Prime numbering starts with an index of 1; nth = 0 or nth < 0 returns 0, but beware of underflows if using an unsigned type such as size_t by default.

Primes up to | Sieve::primes_upto

Declaration

const std::vector<big_int>& primes_upto(big_int lim);

Parameters

limupper limit for largest prime

Example

sieve.nth_prime(1000);
// big_int 7919 (1000th prime)

Discussion

Returns a reference to the internal prime vector. Note that the last member is not guranteed to be the prime just under lim! (it will be if lim is greater than internal limit prior to running) A separate copy guranteeing the last element is not done as that would be very inefficient and unncessary. If the last prime is too large, use sieve.count(lim) - 1 to retrieve index of the desired back.

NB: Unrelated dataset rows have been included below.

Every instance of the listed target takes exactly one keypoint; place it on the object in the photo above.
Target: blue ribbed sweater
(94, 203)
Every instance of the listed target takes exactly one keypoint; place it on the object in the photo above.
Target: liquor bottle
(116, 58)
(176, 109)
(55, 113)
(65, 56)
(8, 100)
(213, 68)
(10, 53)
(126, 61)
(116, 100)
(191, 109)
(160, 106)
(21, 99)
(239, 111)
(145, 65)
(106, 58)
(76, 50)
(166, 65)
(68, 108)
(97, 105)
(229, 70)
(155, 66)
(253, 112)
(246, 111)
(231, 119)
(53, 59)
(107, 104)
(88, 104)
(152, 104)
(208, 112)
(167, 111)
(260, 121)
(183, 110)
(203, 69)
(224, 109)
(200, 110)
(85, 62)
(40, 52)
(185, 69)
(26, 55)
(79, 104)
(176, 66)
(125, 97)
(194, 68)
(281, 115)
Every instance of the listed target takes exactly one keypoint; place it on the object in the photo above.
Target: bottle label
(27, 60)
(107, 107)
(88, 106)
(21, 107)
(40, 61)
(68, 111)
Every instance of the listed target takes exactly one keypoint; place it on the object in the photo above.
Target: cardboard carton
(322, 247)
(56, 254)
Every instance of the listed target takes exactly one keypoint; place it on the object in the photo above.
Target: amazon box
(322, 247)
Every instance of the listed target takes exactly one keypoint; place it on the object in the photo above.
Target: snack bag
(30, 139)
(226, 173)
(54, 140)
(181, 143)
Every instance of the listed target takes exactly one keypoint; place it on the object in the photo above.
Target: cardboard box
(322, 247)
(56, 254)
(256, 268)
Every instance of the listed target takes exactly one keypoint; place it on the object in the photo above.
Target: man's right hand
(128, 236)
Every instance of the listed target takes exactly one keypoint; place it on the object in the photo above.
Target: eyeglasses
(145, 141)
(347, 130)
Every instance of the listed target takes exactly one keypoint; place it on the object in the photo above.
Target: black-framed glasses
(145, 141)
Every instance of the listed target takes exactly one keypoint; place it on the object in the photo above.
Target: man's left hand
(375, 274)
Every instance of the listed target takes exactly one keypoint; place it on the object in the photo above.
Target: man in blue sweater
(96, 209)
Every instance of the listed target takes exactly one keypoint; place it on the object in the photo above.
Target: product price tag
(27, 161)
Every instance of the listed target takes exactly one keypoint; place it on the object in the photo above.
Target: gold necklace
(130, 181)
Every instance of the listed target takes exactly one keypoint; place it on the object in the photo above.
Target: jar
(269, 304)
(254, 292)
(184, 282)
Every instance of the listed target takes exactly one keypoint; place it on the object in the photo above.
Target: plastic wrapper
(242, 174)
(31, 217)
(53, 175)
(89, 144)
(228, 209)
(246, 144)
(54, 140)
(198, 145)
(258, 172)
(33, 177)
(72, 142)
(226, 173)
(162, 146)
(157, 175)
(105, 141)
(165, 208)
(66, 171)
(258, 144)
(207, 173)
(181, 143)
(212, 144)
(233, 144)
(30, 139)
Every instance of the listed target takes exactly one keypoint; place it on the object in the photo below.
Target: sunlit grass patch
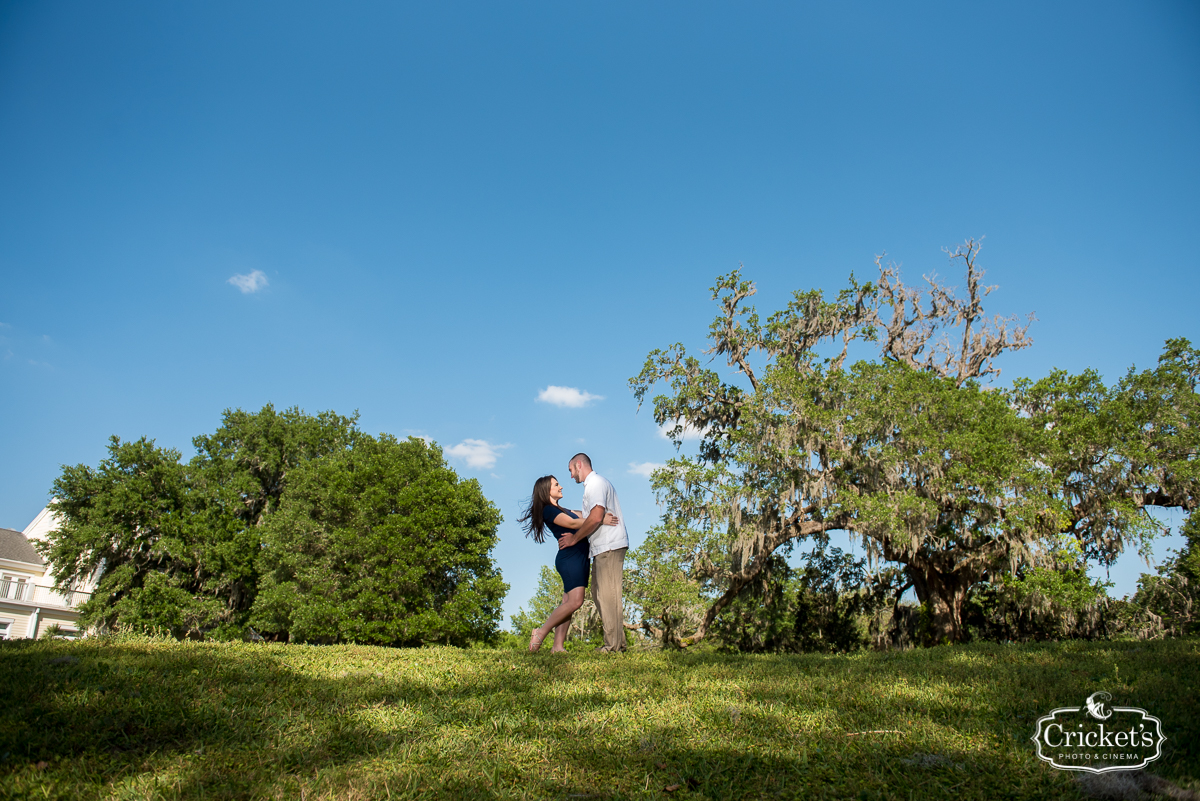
(139, 718)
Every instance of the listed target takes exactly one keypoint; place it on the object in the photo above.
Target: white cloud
(568, 397)
(251, 282)
(477, 452)
(689, 432)
(645, 468)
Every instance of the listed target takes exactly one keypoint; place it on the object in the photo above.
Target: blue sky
(450, 208)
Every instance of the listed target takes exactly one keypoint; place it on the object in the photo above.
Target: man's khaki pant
(606, 577)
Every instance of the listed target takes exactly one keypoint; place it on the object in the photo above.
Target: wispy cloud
(567, 397)
(645, 468)
(688, 433)
(477, 452)
(251, 282)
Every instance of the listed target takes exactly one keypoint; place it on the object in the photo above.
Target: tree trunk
(943, 595)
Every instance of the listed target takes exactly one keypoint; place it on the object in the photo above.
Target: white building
(29, 606)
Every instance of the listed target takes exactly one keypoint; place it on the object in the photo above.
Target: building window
(12, 588)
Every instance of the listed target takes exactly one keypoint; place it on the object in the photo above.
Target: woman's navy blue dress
(571, 562)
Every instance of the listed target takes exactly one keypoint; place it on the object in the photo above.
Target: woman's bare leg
(561, 632)
(571, 601)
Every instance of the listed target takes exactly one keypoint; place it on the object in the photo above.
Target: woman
(571, 562)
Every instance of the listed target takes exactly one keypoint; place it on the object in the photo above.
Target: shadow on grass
(177, 720)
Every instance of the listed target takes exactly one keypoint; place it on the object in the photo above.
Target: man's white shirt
(598, 492)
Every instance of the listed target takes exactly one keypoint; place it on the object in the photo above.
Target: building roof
(16, 547)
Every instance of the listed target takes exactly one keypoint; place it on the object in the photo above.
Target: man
(606, 548)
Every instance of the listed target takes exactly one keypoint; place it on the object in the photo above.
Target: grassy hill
(136, 718)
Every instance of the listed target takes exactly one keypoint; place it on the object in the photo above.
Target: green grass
(127, 718)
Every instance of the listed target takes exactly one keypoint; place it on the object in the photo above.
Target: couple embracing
(595, 534)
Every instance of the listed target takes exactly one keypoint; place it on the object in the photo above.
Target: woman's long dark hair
(532, 521)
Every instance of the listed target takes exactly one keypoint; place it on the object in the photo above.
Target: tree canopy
(183, 547)
(954, 480)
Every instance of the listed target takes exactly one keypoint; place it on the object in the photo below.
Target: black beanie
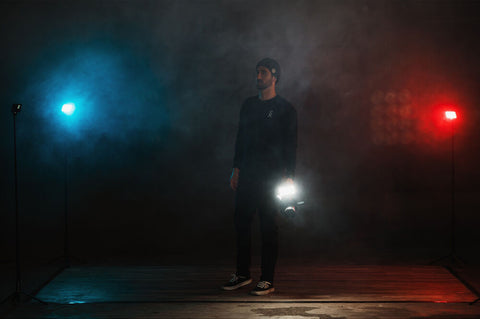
(272, 66)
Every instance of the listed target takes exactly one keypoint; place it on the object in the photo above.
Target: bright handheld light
(451, 115)
(68, 108)
(287, 194)
(286, 191)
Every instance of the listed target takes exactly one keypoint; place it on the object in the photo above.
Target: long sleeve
(240, 141)
(290, 146)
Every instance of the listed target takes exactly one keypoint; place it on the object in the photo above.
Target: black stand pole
(16, 296)
(452, 257)
(66, 242)
(66, 249)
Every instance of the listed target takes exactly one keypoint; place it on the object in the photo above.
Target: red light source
(451, 115)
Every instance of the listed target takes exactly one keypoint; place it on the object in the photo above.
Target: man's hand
(234, 178)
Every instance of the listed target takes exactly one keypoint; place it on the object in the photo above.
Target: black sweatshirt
(266, 142)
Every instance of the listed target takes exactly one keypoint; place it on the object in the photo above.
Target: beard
(263, 85)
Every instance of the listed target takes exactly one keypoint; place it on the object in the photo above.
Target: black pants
(251, 197)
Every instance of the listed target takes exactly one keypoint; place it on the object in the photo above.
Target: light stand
(68, 109)
(452, 257)
(16, 296)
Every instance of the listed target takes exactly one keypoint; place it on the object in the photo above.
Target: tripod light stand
(16, 296)
(452, 256)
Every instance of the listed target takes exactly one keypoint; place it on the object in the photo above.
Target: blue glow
(68, 108)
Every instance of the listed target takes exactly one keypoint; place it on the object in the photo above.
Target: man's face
(265, 78)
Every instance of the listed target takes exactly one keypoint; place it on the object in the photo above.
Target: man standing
(265, 155)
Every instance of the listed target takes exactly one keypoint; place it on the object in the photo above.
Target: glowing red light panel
(451, 115)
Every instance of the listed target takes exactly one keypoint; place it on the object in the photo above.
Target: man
(265, 155)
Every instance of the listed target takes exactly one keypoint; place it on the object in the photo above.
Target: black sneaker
(263, 288)
(236, 282)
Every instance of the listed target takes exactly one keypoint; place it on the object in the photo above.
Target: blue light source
(68, 108)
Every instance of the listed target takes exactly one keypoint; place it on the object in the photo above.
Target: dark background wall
(158, 87)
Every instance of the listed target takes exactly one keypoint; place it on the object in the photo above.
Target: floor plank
(368, 283)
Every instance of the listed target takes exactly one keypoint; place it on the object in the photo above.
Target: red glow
(451, 115)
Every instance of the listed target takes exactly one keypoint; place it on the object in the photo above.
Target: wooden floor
(301, 292)
(309, 283)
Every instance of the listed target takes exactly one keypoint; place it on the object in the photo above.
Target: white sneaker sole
(244, 283)
(262, 293)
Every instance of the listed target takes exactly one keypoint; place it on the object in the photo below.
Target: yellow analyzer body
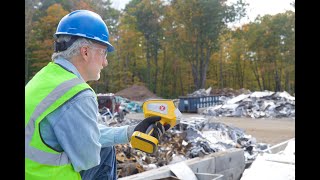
(168, 111)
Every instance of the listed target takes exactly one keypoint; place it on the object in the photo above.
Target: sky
(255, 8)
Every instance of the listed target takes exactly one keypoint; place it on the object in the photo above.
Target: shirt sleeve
(77, 131)
(113, 135)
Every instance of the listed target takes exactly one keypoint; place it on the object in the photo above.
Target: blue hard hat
(87, 24)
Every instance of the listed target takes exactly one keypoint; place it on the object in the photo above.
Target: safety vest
(50, 88)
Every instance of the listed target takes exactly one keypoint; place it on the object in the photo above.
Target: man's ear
(84, 52)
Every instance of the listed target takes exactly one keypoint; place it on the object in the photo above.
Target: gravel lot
(269, 130)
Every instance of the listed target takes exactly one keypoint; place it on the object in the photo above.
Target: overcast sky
(255, 7)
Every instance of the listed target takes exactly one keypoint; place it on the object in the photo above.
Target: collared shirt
(73, 128)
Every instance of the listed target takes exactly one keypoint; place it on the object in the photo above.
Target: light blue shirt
(73, 128)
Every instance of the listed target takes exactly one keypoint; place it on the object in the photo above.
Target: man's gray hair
(73, 50)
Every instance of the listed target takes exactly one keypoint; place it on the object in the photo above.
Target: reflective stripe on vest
(38, 155)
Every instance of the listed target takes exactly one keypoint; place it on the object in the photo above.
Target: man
(62, 137)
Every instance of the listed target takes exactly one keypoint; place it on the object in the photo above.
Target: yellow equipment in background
(168, 111)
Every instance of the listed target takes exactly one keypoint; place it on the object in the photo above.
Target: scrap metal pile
(255, 105)
(193, 137)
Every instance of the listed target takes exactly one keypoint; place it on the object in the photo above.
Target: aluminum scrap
(255, 105)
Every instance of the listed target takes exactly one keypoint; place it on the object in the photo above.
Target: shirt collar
(68, 65)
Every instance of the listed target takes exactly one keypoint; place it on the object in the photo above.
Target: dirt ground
(269, 130)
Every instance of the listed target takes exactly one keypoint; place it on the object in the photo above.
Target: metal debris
(256, 105)
(193, 137)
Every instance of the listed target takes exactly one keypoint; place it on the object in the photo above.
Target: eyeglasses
(101, 52)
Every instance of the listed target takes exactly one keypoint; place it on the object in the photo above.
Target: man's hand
(152, 122)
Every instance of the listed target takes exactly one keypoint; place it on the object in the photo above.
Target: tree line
(175, 47)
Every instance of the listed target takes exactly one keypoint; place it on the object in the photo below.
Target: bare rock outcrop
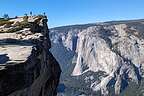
(27, 67)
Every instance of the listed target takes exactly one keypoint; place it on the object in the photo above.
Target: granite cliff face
(106, 58)
(27, 67)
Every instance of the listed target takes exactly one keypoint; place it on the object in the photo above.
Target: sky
(70, 12)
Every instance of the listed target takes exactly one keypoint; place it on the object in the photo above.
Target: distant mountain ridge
(102, 58)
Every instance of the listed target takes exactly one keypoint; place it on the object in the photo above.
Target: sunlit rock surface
(27, 68)
(107, 58)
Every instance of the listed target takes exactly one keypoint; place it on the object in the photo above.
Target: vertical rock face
(108, 58)
(27, 67)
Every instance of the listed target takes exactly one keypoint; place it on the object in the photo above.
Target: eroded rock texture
(27, 68)
(106, 58)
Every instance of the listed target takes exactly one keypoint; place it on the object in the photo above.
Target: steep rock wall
(27, 67)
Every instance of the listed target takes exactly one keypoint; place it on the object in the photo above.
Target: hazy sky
(67, 12)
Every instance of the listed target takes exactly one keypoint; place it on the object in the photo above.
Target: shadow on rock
(3, 58)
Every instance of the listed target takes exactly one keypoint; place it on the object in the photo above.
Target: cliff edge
(27, 68)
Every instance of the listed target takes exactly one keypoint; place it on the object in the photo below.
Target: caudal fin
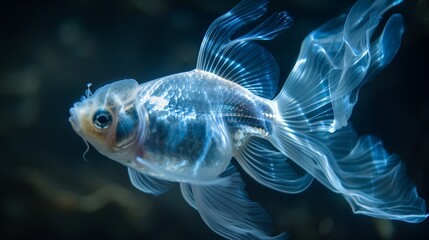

Check if prime | Sieve::is_prime

Declaration

bool is_prime(big_int guess);

Example

sieve.is_prime(sieve.nth_prime(420000));
// bool true (the 420000th prime is a prime)

Discussion

Accomplished by first filtering out smooth numbers (ones with small factors) then performing a binary search on existing primes or sieving up to the number;

Count primes under | Sieve::count

Declaration

size_t count();
size_t count(big_int upper);

Parameters

upperupper limit for largest prime

Example

sieve.count(1000000);
// size_t 78498 primes below a million 

Discussion

Counting primes is more efficient than generating them and then counting since a bit sieve is used for counting only (8 byte statuses in 1 byte). Counting will not increase the current prime index or load primes into the internal vector.